The association of Homologous recombination (HR) defects with numerous genetic diseases highlights the critical role of HR in maintaining genome stability. A key step in HR is the formation of Rad51 filaments that can perform homology search. We found that Rad51 filaments are subject to a tight regulation to avoid unproductive entities that can lead to cell death (Esta et al., PloS Genet, 2013). Mediator proteins, such as hBRCA2 in humans or yRad52 in the yeast Saccharomyces cerevisiae, drive Rad51 filament formation together with Rad51 paralogue proteins (like yRad55/yRad57) that prevent displacement of Rad51 filaments by several DNA helicases (hBLM, ySrs2…). ySrs2 is known to remove toxic Rad51 filaments, the nature of which is still not defined. In humans, most of these helicases are tumor suppressors, illustrating the importance of Rad51 filament regulation. Details of this regulation as well as the nature of toxic Rad51 filaments are far being understood. We are conducting genetics and biochemical experiments to describe precisely the nature of this regulation in the yeast Saccharomyces cerevisiae.​

  • Genetic and molecular analysis of mediator activity. How do mediators displace RPA and how do they assemble rad51 protein filaments?
  • What does distinguish a proper Rad51 filament engaged in HR, protected from helicases activity, from a toxic one, substrate of helicases?
  • What is the basis of Rad51 filaments potential toxicity?
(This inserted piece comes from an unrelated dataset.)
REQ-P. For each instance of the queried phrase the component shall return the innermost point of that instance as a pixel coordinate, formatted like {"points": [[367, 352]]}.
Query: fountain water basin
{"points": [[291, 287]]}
We are planning to isolate toxic rad51 filaments in vivo in order to determine which cellular mecanisms is affected by their formation (DNA replication, DNA repair, late steps of HR…).
  • Search for other proteins involved in Rad51 filament formation.
Technics used
  • Yeast genetics.
  • Molecular biology (ChIP, co-IP…).
  • Protein biochemistry (protein purification, in vitro analysis of nucleoproteic complexes).
  • Electronic microscopy analysis of nucleoproteic complexes​ (in collaboration with Eric Le Cam, IGR, Villejuif)​.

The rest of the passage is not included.